India's Unified Payments Interface has added Greece to its growing international footprint, giving eligible Indian travellers another destination where familiar QR-led payments may gradually become easier. The launch was announced during Union Commerce and Industry Minister Piyush Goyal's visit to Athens, where he witnessed a live demonstration of a partnership between Eurobank and NPCI International Payments Limited.

The development matters because UPI is no longer only a domestic convenience story. It is becoming part of India's travel, trade and technology diplomacy. For Indians abroad, the promise is practical: fewer cash exchanges, fewer card-fee surprises and a payment experience closer to what they use at home. For India, each overseas acceptance point is also a proof of concept for exporting digital public infrastructure through partnerships rather than only software products.

Goyal said the Eurobank-NIPL arrangement would enable instant, secure and seamless transfers while reducing transaction costs compared with traditional methods. Greece is now part of a UPI network available in 10 countries in different forms. The rollout will still depend on eligibility, bank support, merchant adoption and the technical details of how UPI-linked apps work in Greece.

The travel use case is easy to understand. A visitor buying coffee in Athens, paying at a local store or settling a restaurant bill could avoid carrying large amounts of cash if the merchant supports the system. That does not mean cash or cards disappear. International payment rollouts usually begin with limited acceptance and expand over time. The real test is whether the experience is reliable enough for ordinary travellers, not just for launch demonstrations.

There is also a business angle. Greece receives international tourists and has a strong small-merchant economy in many visitor districts. If UPI acceptance becomes smooth, it could make Indian travellers more comfortable spending in local shops and restaurants. It may also encourage more payment partnerships across Europe, where bank systems, compliance rules and merchant-acquiring models vary from country to country.

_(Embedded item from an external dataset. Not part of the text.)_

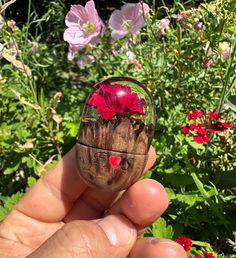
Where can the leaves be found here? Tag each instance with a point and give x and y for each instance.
(161, 230)
(231, 102)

For NPCI International, Greece adds to a broader strategy of taking UPI-style payments beyond India through bank and payment-network alliances. The model is different from simply asking the world to adopt an Indian app. It requires local banking partners, currency conversion arrangements, settlement systems and compliance with each country's financial rules. Travellers still need to check whether their bank account and app support international UPI payments, whether the merchant accepts them and whether any charges apply.

Sameer Khan reports for The Indian Daily Post on travel and policy.